Evaluation Metrics

  • F1 Score (Code, threshold=0.5)
  • Running time (Code, please limit the maximum consumption of GPU memory to 10G and RAM to 28GB)

The testing images will be evaluated one by one. To compensate for the Docker container startup time, we give a time tolerance for the running time. Specifically, the time tolerance is 10s if the image size (height H x width W) is no more than 1,000,000. If the image size is more than 1,000,000, the time tolerance is (HxW)/1000000x10s.


In other words, if the Docker container elapsed time is within the time tolerance for each image, you will get a perfect score in running time. Here is the time tolerance for the validation images. 

2023.08.13 update: We also present the F1 scores at other thresholds (0.6, 0.7, 0.8, 0.9) on the leaderboard. 

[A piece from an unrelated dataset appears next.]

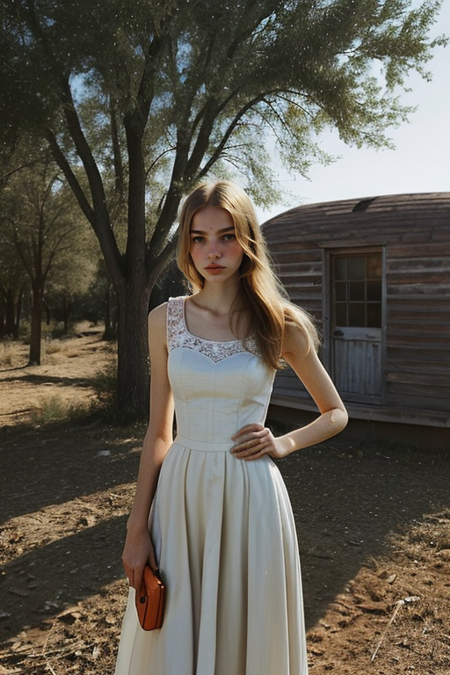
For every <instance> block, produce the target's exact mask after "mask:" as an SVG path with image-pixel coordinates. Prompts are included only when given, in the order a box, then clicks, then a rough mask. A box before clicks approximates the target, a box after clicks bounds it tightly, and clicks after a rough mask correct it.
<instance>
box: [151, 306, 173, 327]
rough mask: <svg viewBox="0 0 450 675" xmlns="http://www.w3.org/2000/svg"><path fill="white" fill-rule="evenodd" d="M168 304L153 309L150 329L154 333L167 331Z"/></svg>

Make testing docker submissions

To avoid overfitting the testing set, we only offer one successful submission opportunity on the testing set. The submission should include a Docker container (teamname.tar.gz), a sanity test video (demo), and a methodology paper. 


Evaluation Platform

The submitted docker containers will be evaluated on a Ubuntu 20.04 desktop. Detailed information is listed as follows:

  • CPU: Intel® Xeon(R) W-2133 CPU @ 3.60GHz × 12
  • GPU: NVIDIA 2080Ti (Available memory 10 G)
  • RAM: 32G (28G available)
  • Driver Version: 510.60.02   
  • CUDA Version: 11.6
  • Docker version 20.10.13

Ranking Scheme

Both F1 score and running time are used in the ranking scheme. However, the two metrics cannot be directly fused because they have different dimensions. Thus, we use a “rank-then-aggregate" scheme for ranking, including the following three steps:

  • Step 1. Computing the two metrics for each testing case and each team;
  • Step 2. Ranking teams for each of the N testing cases such that each team obtains Nx2 rankings;
  • Step 3. Computing ranking scores for all teams by averaging all these rankings and then normalizing them by the number of teams.